Une semaine après avoir reçu la chancelière allemande, Angela Merkel, à Ankara, le premier ministre turc poursuit son parcours du combattant européen. Recep Tayyip Erdogan est en visite officielle, mardi 6 et mercredi 7 avril, en France, autre adversaire déclaré de l’entrée de la Turquie dans l’Union européenne (UE).
Le déplacement est sensible, même si M. Erdogan et le président du Sénat, Gérard Larcher, pourront célébrer mardi soir la réussite de la Saison de la Turquie, neuf mois d’événements culturels en France qui s’achèvent par un gala à Versailles.
C’est la première fois que le leader du parti au pouvoir à Ankara est accueilli à Paris depuis que les négociations d’adhésion de la Turquie ont été ouvertes en décembre 2004. En 2008, il avait assisté au lancement de l’Union pour la Méditerranée. Mais cette fois, il rencontrera en 24 heures les quatre plus hauts personnages de l’Etat, avec notamment un déjeuner de travail à l’Elysée, mercredi.
Avec Nicolas Sarkozy, les relations peuvent être houleuses. « M. Sarkozy dit parfois des choses que la raison ne saurait accepter », avait glissé le bouillant premier ministre turc au lancement de la version turque de la chaîne Euronews, en janvier, à Istanbul. « Avant que M. Sarkozy n’arrive au pouvoir, j’avais d’excellents rapports avec M. Jacques Chirac », avait-il regretté devant les invités.
Les deux hommes entretiendraient pourtant des rapports cordiaux, estime-t-on dans l’entourage du président français, et partagent un même franc-parler. M. Erdogan devrait inviter M. Sarkozy, qui, depuis le début de sa carrière politique, n’est jamais venu en Turquie.
Au cours de cette visite, le processus d’adhésion à l’UE sera une nouvelle fois le principal sujet de discorde. « La Turquie est un grand pays. Nous ne voulons pas être un fardeau pour l’UE, nous voulons prendre une partie de son fardeau, a déclaré, lundi, M. Erdogan. Nous faisons notre devoir, et comptons adhérer à l’UE tôt ou tard. »
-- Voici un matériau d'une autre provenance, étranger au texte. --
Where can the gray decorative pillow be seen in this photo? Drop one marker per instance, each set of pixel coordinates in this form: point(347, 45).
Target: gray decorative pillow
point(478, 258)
NÉGOCIATIONS AU POINT MORT
Mais les négociations sont quasiment stoppées, car seuls 12 des 35 chapitres des pourparlers d’adhésion ont pu être ouverts. Dix-huit autres sont bloqués par la France et Chypre, ainsi que par le refus de la Turquie de mettre en œuvre le protocole d’Ankara, qui permettrait aux avions et aux navires chypriotes grecs d’utiliser le territoire turc.
A défaut de se rapprocher sur l’Europe, Turcs et Français tenteront de préserver une relation bilatérale malmenée depuis 2005 avec l’adoption en France d’une proposition de loi pénalisant la négation du génocide arménien (qui avait handicapé les entreprises françaises), et l’opposition répétée de M. Sarkozy à l’adhésion turque.
Paris veut démontrer sa bonne foi dans l’aide apportée à la Turquie dans sa lutte contre le Parti des travailleurs du Kurdistan (PKK), considéré comme terroriste par l’Union européenne. Après avoir longtemps fait preuve de laxisme, aux yeux d’Ankara, laissant notamment filer Riza Altun, financier du mouvement, la justice française a démantelé récemment un réseau de membres présumés du PKK, soupçonnés de trafics pour financer la guérilla.
Membre de l’OTAN, du G20 et du Conseil de sécurité de l’ONU, la Turquie sera sollicitée sur de nombreux dossiers internationaux au cours des rencontres officielles. Après l’Allemagne la semaine dernière, Paris tentera de rallier Ankara à la position européenne sur le dossier nucléaire iranien.
Jusqu’ici, Recep Tayyip Erdogan a fermement rejeté de nouvelles sanctions contre son « ami Ahmadinejad ».